Not a single arrest was made during the financial crisis in 2008. All the speculation and hedging going on was both not easily understood, and perfectly legal. Meanwhile, politicians from both sides of the aisle are flush with Wall Street cash in their campaign coffers. And money has only become more prominent in the American political system following the Supreme Court’s 2010 decision in Citizens United v. Federal Election Commission, which ruled that money is a form of speech and corporations are forms of people, so that money contributed by corporations to campaigns fall under the protection of the First Amendment.
While the ruling did not disturb the ban against direct contributions to candidates, corporations and unions may now donate unlimited amounts to political action committees, which will then be used to support various causes and candidates. The 2012 election cycle is expected to see the most money spent both directly and indirectly in campaign history, with much of it coming from Wall Street.
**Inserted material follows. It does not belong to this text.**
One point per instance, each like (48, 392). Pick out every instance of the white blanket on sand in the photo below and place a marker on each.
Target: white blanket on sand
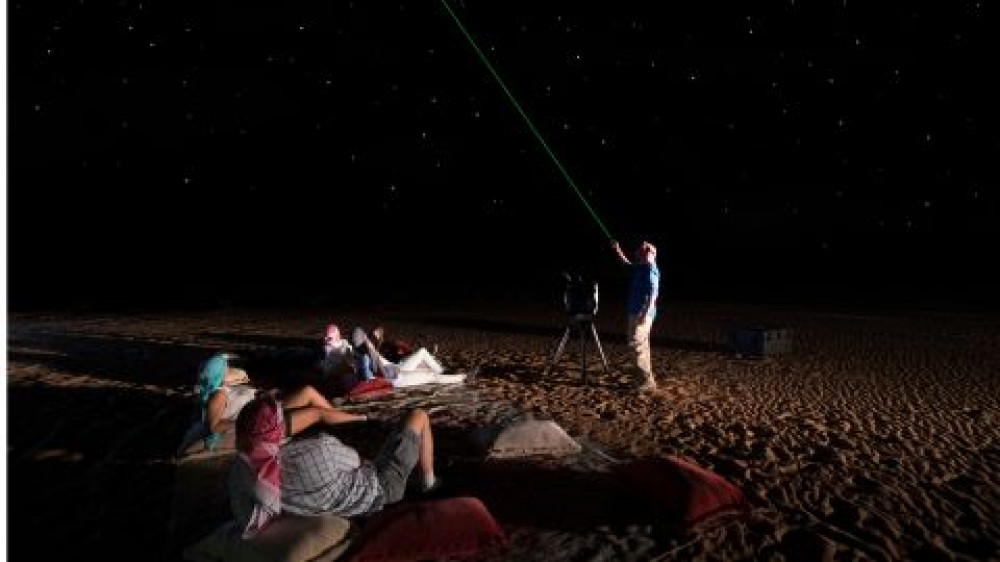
(419, 367)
How to remedy the increasing divide between the haves and the have-nots?
Mr. Stone has an interesting suggestion: “Jamie Dimon should spend three weeks on a park bench.” This, says Mr. Stone, might help Wall Street empathize with the residents of Main Street, who are suffering. Reaction on Wall Street to the Occupy movement has been at best, bewilderment. Or, as Mr. Stone puts it, “They don’t give a shit.”
Mr. Stone’s 2010 version of Bud Fox, a young and entrepreneurial type played by Shia LaBeouf, asks his hedge fund boss Bretton James what his number is, how much it would take for him to walk away. True to how many people feel about the current class on Wall Street, Mr. James responds, “more.”